For a "non-square" tensor of this type, one especially important example is the second fundamental form. If $M^k$ is a Riemannian manifold isometrically immeresed in some Riemannian manifold $N^{k+n}$, then the second fundamental form is roughly this: for a point $p\in M$ and a pair of tangent vectors $v,w\in T_pM\subset T_pN$, there is a normal vector $S_p(v,w)\in (T_pM)^\perp$ which is something like a second derivative (hence measures curvature). Since $S_p$ chews on two tangent vectors and spits out a normal vector, we can think of $S_p$ as an element of $(T_pM)^\perp\otimes (T_pM)^\ast\otimes (T_pM)^\ast$. This $S$ is a very important non-square tensor (dimensions $n\times k\times k$)!
For a more precise response to your questions:
Not really. Tensors don't really act on anything. However $\operatorname{End}(V)\cong V\otimes V^\ast$, so operators can be thought of tensors, but not usually vice versa. A tensor usually just means an element of a tensor product of vector spaces (mathematician) or as a tensor valued function (physicist).
I would say this is right. Without any context there's no reason to call an element of $V\otimes W^\ast$ a tensor of type $(1,1)$ or $(2,0)$, or whatever. These notions are undefined in general.
No.
Yes! See above.
Best Answer
In physics, the terms "vector" and more generally "tensor", refers to an object that transforms like a vector/tensor.

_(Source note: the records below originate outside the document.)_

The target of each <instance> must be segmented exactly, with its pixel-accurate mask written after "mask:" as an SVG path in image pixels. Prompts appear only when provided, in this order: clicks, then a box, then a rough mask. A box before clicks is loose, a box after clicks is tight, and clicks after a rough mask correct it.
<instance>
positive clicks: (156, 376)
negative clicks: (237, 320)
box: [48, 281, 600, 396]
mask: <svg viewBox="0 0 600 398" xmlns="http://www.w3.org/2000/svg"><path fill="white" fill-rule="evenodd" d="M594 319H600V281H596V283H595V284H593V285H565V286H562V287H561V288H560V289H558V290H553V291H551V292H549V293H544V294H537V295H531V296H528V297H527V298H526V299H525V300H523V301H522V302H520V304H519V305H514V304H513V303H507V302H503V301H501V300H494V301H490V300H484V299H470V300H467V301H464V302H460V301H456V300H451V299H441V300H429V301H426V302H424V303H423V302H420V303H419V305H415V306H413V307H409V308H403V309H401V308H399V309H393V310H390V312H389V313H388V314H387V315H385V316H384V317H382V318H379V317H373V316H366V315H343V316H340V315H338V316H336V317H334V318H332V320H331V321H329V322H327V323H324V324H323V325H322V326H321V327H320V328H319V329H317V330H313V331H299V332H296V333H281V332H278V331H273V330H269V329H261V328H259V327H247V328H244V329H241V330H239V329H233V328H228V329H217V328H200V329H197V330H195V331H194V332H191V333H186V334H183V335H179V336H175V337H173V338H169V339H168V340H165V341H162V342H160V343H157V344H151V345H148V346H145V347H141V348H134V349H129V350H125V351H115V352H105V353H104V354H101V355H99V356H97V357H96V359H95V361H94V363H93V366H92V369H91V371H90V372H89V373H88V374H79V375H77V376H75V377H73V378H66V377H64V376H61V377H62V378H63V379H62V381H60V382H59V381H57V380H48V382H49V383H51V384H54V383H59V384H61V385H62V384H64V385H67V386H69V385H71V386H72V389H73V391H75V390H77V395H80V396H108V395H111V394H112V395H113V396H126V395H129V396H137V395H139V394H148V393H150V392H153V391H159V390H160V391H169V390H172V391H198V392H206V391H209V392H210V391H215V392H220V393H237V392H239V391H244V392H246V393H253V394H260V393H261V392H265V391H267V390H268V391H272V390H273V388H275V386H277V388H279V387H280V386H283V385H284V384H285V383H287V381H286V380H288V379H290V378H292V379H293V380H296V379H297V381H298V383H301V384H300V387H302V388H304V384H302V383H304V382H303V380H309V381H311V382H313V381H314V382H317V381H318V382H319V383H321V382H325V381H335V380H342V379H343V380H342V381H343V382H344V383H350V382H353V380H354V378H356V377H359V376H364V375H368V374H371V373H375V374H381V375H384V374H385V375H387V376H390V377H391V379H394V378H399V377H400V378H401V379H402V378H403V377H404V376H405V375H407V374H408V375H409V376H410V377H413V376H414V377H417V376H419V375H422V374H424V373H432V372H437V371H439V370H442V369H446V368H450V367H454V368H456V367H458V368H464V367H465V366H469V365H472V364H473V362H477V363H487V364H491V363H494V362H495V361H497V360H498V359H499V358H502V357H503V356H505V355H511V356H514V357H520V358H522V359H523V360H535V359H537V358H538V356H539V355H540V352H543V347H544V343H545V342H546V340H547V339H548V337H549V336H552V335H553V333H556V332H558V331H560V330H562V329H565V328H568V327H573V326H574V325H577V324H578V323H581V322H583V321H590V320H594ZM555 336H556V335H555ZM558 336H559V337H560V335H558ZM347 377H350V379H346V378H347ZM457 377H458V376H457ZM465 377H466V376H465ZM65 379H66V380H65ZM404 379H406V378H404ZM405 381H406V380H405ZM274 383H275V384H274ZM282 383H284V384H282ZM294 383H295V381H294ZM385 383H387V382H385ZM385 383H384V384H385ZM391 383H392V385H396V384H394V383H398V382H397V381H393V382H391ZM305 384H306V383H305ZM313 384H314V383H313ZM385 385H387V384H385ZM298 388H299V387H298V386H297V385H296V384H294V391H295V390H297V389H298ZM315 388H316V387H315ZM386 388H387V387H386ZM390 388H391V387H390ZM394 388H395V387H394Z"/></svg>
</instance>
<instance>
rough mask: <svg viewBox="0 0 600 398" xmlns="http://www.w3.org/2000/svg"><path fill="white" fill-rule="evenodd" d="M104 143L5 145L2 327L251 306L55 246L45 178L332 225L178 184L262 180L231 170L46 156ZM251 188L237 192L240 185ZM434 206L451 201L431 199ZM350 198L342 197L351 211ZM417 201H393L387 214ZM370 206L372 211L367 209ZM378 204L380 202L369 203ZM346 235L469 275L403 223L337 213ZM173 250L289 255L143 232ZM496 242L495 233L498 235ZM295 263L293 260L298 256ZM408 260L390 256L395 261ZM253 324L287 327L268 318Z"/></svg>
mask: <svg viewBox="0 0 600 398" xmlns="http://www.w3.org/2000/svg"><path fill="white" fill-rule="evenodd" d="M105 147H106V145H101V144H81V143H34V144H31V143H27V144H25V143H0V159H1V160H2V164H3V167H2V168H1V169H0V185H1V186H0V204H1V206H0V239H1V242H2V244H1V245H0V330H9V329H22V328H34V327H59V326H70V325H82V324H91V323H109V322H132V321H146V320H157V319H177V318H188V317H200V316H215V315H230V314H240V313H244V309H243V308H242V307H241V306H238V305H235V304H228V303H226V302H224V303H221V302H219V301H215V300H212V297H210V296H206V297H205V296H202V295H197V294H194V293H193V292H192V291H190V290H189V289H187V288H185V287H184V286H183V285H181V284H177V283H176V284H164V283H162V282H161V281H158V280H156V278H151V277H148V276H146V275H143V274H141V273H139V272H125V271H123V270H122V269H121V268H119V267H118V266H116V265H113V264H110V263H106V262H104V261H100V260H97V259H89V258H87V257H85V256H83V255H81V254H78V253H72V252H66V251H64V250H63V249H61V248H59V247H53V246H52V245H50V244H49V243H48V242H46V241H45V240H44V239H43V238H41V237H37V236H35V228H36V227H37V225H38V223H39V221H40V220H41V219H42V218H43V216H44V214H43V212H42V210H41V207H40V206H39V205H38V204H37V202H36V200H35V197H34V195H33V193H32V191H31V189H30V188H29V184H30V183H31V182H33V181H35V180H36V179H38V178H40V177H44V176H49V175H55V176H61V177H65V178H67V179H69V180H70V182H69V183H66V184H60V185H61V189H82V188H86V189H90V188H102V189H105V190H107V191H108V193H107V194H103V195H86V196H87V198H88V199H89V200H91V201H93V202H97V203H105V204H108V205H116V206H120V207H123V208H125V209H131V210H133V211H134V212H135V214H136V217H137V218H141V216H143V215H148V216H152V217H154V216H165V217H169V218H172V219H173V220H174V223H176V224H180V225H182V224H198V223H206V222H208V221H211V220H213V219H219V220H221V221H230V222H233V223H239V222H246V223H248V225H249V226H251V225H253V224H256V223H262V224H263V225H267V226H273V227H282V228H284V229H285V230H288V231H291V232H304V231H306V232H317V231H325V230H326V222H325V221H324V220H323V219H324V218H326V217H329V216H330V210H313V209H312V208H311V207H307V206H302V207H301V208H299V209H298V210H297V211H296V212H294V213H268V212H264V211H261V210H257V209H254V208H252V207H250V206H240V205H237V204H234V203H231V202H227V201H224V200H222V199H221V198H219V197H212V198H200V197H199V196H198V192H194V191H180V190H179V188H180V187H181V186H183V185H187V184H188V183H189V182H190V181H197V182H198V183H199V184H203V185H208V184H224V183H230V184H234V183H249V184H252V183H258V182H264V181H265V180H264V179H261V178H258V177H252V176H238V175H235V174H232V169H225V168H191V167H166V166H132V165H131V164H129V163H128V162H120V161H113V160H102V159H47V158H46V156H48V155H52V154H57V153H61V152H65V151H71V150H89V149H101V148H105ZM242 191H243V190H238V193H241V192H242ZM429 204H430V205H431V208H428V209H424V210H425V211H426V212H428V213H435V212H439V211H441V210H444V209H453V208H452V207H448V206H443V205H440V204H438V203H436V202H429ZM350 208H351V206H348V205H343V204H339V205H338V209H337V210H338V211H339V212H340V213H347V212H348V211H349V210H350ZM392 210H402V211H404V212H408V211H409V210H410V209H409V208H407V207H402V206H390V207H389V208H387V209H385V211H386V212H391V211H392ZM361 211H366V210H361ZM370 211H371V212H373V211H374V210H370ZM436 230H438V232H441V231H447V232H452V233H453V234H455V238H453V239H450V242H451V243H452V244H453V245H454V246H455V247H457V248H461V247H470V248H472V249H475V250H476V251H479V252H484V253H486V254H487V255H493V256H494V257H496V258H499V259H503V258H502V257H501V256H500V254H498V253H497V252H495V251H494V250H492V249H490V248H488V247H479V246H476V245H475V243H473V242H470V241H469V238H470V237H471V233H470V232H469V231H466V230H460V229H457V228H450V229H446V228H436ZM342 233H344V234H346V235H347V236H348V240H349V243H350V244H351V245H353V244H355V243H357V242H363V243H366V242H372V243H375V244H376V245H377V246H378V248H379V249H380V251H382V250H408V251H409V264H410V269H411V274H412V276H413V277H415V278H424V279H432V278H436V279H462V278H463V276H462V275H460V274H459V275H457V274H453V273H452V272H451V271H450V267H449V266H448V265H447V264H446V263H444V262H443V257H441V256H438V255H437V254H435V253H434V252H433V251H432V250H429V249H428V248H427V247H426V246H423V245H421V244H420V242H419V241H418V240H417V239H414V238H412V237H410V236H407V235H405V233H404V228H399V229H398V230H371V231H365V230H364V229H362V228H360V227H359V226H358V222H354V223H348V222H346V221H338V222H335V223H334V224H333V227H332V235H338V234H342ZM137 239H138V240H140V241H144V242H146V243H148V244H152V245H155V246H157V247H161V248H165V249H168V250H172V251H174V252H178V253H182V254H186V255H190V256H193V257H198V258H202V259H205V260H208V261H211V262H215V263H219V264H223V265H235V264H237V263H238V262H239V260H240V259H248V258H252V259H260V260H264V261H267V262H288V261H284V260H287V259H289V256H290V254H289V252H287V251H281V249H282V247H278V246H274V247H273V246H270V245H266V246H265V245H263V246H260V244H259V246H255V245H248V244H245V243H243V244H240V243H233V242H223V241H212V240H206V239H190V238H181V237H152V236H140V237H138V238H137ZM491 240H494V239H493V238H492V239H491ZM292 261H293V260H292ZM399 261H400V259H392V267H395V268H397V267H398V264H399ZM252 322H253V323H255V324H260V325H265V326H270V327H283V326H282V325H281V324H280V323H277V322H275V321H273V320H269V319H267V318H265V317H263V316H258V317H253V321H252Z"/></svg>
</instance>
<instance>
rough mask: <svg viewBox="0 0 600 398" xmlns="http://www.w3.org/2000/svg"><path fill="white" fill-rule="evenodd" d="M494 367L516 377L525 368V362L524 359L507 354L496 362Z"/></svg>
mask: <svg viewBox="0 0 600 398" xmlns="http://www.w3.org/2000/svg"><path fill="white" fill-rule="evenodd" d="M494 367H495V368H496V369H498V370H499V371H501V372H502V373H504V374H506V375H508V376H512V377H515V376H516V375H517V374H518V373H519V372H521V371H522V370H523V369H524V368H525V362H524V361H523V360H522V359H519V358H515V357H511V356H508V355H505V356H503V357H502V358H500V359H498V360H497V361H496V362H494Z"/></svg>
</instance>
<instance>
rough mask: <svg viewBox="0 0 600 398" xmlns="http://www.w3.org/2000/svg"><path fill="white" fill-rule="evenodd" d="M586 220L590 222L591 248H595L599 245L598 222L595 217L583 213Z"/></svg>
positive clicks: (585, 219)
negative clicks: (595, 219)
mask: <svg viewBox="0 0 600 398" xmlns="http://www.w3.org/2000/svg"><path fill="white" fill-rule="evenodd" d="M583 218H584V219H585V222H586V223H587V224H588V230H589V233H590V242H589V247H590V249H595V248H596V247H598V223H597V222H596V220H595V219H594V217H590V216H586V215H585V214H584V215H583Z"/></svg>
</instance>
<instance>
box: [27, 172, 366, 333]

First of all, a matrix is just a representation of a tensor in a certain coordinate frame, the tensor itself is an abstract notion, independent of notation and choice of coordinates. Secondly, a tensor in physics is an object, that, when expressed in another coordinate frame, takes the form
$$T'_{ij}=P_{ik}P_{jl}T_{kl}$$ if matrix $P$ takes the original frame to the primed (') frame.
In this sense general nonsquare matrices aren't tensors, nor are the matrices that represent just some sets of linear equations instead of objects that are bound to geometry of the physical space.
Tensors are very commonly symmetric (Hermitian).
Moreover, we are talking here about 2nd rank tensors. A tensor can be of any dimension (e.g. tensor of 1st rank is a vector). For instance, force is a vector, but a set of three variables is not, in the context of physics, called a vector. Even magnetic field is not strictly speaking a vector, when you go to relativistic space-time representation because it doesn't transform as one (plus, its parity is wrong under coordinate transformations that invert the space, so even classically, it's called an pseudo vector).
This is a physicists' interpretation of the question what is a tensor and what is not.
If there are any questions, I can elaborate more.